By Jessie Mathewson, Local Democracy Reporter
A major west London regeneration scheme has unveiled a new plan to build more than 25,000 homes – despite admitting it has no land and little cash.
The Old Oak Park Development Corporation, backed by the Mayor of London, is Britain’s biggest development, based around a huge new interchange station which will link HS2 to Crossrail.
But the scheme’s first vision for a new neighbourhood in Park Royal collapsed after the corporation submitted false information in a £250 million funding bid to Government.
Old Oak claimed that local business Car Giant, a used car dealership to the east of the planned station, had agreed to relocate so houses could be built on its site.

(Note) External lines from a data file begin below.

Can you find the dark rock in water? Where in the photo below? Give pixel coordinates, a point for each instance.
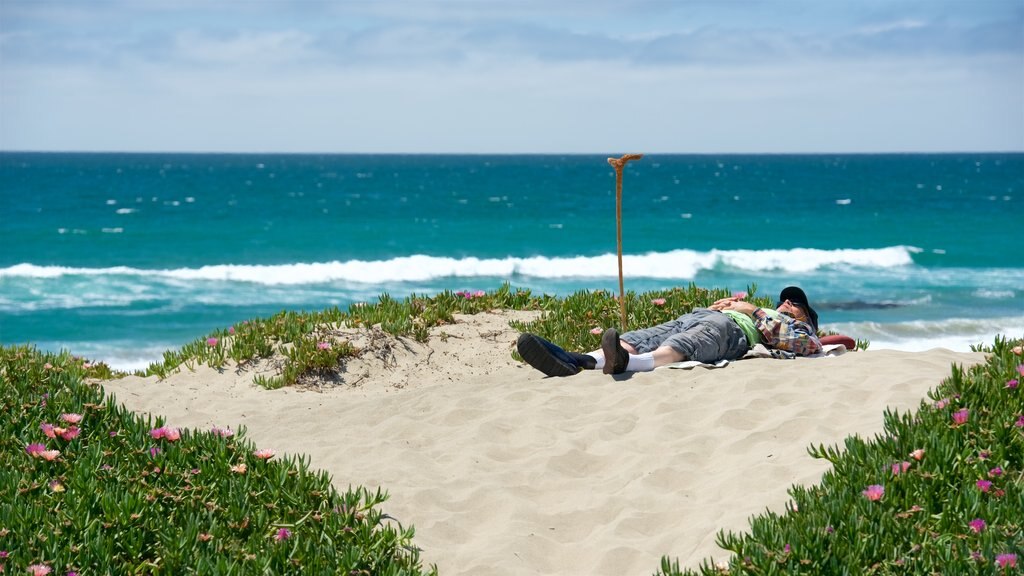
(858, 304)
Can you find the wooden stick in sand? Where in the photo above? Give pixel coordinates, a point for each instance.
(619, 164)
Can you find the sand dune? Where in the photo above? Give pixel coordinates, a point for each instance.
(504, 471)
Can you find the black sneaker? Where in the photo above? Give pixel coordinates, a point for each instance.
(615, 357)
(546, 357)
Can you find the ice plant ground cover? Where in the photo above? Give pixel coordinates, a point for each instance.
(129, 495)
(96, 489)
(940, 491)
(308, 346)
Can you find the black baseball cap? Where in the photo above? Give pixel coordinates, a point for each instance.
(797, 296)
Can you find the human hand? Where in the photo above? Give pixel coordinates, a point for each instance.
(726, 303)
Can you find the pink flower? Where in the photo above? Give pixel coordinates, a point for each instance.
(1006, 561)
(900, 467)
(72, 418)
(39, 570)
(873, 492)
(35, 449)
(961, 416)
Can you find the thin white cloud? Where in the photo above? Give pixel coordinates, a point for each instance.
(518, 77)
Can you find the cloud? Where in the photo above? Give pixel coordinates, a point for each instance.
(500, 76)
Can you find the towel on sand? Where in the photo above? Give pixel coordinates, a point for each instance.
(760, 351)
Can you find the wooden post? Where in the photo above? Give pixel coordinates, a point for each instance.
(619, 164)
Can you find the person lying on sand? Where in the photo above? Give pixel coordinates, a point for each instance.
(725, 330)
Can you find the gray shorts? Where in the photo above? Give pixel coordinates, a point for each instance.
(704, 335)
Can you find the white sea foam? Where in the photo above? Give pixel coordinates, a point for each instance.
(676, 264)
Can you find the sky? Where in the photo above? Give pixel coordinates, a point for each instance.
(512, 76)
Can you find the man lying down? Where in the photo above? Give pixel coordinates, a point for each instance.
(725, 330)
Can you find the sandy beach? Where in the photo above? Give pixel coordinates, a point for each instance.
(504, 471)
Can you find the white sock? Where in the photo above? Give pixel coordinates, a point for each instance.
(641, 362)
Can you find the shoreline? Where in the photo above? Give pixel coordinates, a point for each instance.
(504, 471)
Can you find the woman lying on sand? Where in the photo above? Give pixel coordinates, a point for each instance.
(725, 330)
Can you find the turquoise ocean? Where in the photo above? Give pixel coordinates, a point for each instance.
(121, 256)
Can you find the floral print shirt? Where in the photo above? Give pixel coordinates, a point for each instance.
(778, 331)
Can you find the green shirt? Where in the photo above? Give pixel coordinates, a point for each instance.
(745, 324)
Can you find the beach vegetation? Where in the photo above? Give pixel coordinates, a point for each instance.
(91, 488)
(939, 491)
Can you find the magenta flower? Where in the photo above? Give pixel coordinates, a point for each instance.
(961, 416)
(900, 467)
(1006, 561)
(72, 418)
(39, 570)
(873, 492)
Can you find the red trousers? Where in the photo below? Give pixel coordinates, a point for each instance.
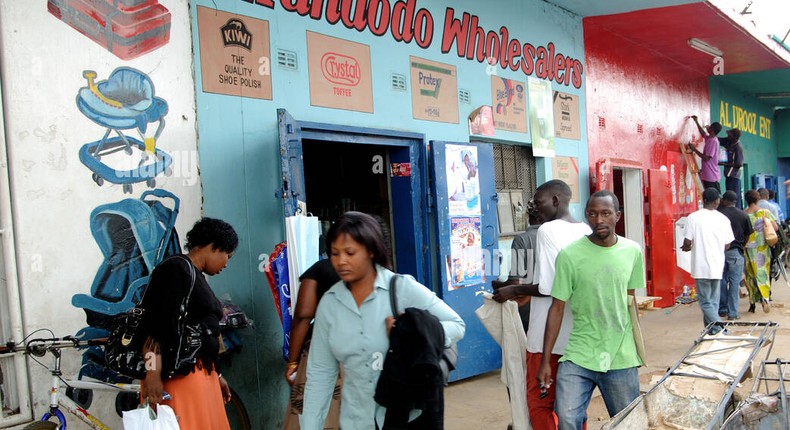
(541, 411)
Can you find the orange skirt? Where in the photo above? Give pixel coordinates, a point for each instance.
(197, 401)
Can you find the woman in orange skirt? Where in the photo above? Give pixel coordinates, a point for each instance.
(198, 393)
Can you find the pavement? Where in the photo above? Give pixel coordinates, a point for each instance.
(481, 403)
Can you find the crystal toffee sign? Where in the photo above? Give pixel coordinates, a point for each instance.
(340, 73)
(234, 54)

But although Car Giant had expressed an initial interest in the project, talks had since broken down, and the company had no plans to move.
Losing a quarter of a billion pounds in funding sent the corporation back to the drawing board – but leaders now have a new plan, with homes primarily to the north and west of the station.
The new scheme relies more heavily on publicly owned land from Network Rail or HS2, including work sites and disused sidings.
Old Oak aims to build 13,670 homes in the next decade, and 25,680 in total.
Land to the east of the station will be developed into an “innovative industrial area” with multi-storey business units, new storage facilities, and an electric car plant and sales centre for Car Giant, according to corporation plans.
Old Oak chairwoman Liz Pierce admitted the corporation was currently in the “unenviable” position of not owning land and needing significant new funding from Government and the private sector.
But failing to develop the area around the new HS2 station would be a “massive missed opportunity,” she said.
“If we’re not thinking about it, somebody else will be – and dare I say opportunist developers will pop up with very suboptimal proposals to make a quick buck out of the land that’s become available,” she warned the London Assembly yesterday.
“We’re still seeing this as a major regeneration project that will deliver not just housing numbers but a new neighbourhood of London,” Ms Pierce told the budget scrutiny committee.
Corporation leaders said housing developers were still interested in the area, despite the coronavirus downturn – and the scheme would bid for cash from a new Government housing fund set to launch in the coming months.
Bosses were optimistic that the project – originally set up by Boris Johnson during his time as Mayor, and now supported by London Mayor Sadiq Khan – will get Treasury backing.
But London Assembly Conservative leader Susan Hall, who chairs the budget scrutiny committee, warned that Old Oak has “a recent history of underspend and under delivering”.
She said: “You have always had confidence, but that’s not always been backed. You’ve always had good plans but it’s delivery we’re looking for in this committee.”